O rock brasileiro acabou batizado de Brock pelo jornalista Arthur Dapieve, ao designar o que ele considerou a fase mais madura do rock nacional, quando o rock se consolida e adquire visibilidade. Assim, ao conquistar espaço na indústria fonográfica e na mídia, uma parcela da juventude urbana do país passou a projetar em sua produção musical a lógica social e o tempo histórico em que estava inserida.
Como vimos na última aula, o processo de abertura do regime militar e a transição democrática iniciaram-se em meados da década de 1970, e, conforme o desejo dos militares, foi um processo lento, gradual e seguro, sendo finalizado só em 1988, com a promulgação da Constituição Federal. Assim, podemos perceber reflexos desse processo de transição política também no rock, um som realizado e consumido por jovens. Os músicos e compositores de Brock tinham em sua maioria entre 18 e 24 anos de idade e, embora não tivessem enfrentado diretamente o regime militar, haviam sido criados e educados nesse período repressor ditatorial, tendo sofrido seus impactos, portanto.
Muito do conteúdo transgressor encontrado no Brock deve-se aos temas polêmicos para a época, tais como o sexo, as drogas e a violência. O uso desses temas está ligado a uma preocupação com a liberdade de expressão e com o estilo de vida. Brasília foi uma das principais cidades desse movimento, e muitas das bandas que lá surgiram foram precursoras em abordar temas relacionados à questão sociopolítica, influenciando bandas de São Paulo e Rio de Janeiro, que também adotaram o uso desses temas.

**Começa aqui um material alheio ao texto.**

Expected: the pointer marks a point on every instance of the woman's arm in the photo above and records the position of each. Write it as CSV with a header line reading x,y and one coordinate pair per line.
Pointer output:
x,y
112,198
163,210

Ora, o cenário era de inquietação, havia um grande descrédito em relação à política, era um momento de transição de um regime autoritário, em que não havia certezas sobre o futuro político do Brasil. Além disso, a economia nacional também passava por um momento difícil, uma crise que já se arrastava desde o fim da década de 1970.
Juntamente com Brasília, outra cidade teve grande importância por abrigar o maior número de gravadoras e também as mais relevantes: o Rio de Janeiro. Além de favorecer a criação e a divulgação das bandas de Brock, a cidade abrigava o Circo Voador, onde essas bandas se apresentavam. Grandes nomes surgiram nesse período, como Titãs, RPM, Ira!, Blitz, Barão Vermelho, Os Paralamas do Sucesso, entre outros.
Circo Voador |
Legião Urbana ao vivo no Circo Voador, no programa 'Perdidos na Noite', em 1986 (Infelizmente as gravações da icônica apresentação da banda no Circo Voador em 1984 estão muito ruins): https://www.youtube.com/watch?v=Edko3ycx8JY
Em meados da década de 1980, com a morte de Tancredo Neves, José Sarney assume a presidência. A fim de controlar a inflação, Sarney lançou o Plano Cruzado em 1986, aumentando o poder de consumo. Houve assim um aumento da vendagem de discos de rock nacional, justificando o investimento de grandes gravadoras nesse gênero, que assim ganhou destaque na mídia e na indústria fonográfica, também em crescimento. Porém, o Plano Cruzado de Sarney fracassou.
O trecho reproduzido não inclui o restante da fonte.